Bank loan eligibility norms tightened during COVID-19 crisis


Loan seekers from COVID-19 hit sectors are finding it difficult to get their loan application processed.

COVID-19 crisis has led to significant supply and demand disruptions, resulting in tightening the loan rules over the past few months. Loan seekers who work in aviation, hospitality, and other sectors affected by the crisis are finding it difficult to get loans, especially in private sector banks. Lending to retail borrowers who are employed in COVID hit sectors are cautiously monitored by the banks.

The smaller amount and relatively higher interest rates are imposed on the borrowers employed in the sectors. Loan scrutiny is increased for sanctioning a loan to self-employed people, who are taking a bigger hit during this crisis.

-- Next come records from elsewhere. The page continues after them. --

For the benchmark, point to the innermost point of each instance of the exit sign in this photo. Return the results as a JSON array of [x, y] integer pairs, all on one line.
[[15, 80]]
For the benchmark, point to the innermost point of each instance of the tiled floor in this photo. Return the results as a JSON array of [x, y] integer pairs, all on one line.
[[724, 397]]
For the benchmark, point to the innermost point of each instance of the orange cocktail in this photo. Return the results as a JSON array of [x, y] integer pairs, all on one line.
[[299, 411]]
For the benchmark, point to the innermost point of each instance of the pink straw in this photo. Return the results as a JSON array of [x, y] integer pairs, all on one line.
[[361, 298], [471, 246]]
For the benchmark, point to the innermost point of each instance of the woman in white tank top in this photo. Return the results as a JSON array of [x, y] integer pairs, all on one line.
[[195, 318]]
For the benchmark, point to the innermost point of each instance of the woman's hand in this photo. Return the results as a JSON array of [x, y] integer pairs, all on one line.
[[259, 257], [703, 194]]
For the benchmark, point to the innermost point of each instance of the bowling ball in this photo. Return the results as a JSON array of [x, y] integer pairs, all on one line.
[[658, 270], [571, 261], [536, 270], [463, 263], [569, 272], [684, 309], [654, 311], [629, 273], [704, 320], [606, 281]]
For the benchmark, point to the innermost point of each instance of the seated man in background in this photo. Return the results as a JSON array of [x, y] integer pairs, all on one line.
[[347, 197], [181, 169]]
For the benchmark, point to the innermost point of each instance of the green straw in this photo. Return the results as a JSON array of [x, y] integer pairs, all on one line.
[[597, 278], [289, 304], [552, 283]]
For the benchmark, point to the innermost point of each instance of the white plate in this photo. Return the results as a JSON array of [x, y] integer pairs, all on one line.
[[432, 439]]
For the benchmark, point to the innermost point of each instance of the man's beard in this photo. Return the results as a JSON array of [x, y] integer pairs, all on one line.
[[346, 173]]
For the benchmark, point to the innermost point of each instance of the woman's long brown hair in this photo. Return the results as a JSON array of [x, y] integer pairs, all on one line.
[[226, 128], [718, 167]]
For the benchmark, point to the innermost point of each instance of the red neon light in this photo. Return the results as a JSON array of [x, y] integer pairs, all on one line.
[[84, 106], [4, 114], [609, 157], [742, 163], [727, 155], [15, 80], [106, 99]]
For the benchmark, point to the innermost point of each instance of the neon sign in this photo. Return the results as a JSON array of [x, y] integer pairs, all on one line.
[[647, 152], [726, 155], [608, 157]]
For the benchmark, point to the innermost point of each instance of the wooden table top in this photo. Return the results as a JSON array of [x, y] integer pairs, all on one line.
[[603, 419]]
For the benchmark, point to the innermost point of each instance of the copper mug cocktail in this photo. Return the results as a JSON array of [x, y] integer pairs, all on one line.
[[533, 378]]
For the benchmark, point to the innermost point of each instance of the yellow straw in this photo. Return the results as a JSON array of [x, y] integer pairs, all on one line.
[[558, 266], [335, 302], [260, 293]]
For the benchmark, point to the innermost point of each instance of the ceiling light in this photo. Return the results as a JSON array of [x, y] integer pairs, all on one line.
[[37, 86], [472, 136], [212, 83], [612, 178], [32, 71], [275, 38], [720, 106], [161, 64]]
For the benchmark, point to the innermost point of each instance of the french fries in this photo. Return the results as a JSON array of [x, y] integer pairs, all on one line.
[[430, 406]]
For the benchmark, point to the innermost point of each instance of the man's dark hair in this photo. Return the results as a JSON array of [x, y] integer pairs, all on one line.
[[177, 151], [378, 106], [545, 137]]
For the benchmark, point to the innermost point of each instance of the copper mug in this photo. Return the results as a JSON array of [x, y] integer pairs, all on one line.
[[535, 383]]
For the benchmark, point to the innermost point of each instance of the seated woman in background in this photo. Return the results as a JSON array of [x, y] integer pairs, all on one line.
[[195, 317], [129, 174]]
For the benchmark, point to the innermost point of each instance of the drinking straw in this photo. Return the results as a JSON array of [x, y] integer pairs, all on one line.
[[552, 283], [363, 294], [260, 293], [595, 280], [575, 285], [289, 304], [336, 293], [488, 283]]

The sectors under scrutiny are hospitality, real estate, travel and tourism, entertainment, textiles, etc. Unsecured lending to MSMEs and retail is dealt with extra caution by the banks. The strict lending norms are reflected in credit growth. Lending to medium size enterprises was down by 5.3 percent and credit to micro and small Enterprises contracted 3.4 percent.

Employees in low impact sectors like pharmaceuticals, technology, food processing, health care, etc are being looked favorably by the banks. The priority will be given to those sectors who will be able to move through the shocks steadily as it will define their ability to pay back in the future.

There has been no change in loan ticket size for eligible borrowers from growth or low-impact segments like retail.

The interest rates are much lower as compared to pre-COVID rates as there is excess liquidity in the banking system. But in case the repayments falter, the lending norms may be further tightened by the banks after loan moratorium ends.

The first repayment figures for the moratorium portfolio will be available to the lenders in September and October. Hence, these months are critical for the lenders because the equilibrium in respect to lending policy and pricing will be achieved only after this. The banks are planning to sharpen and rework the existing norms and new norms for lending to the segments in the new normal after the moratorium ends.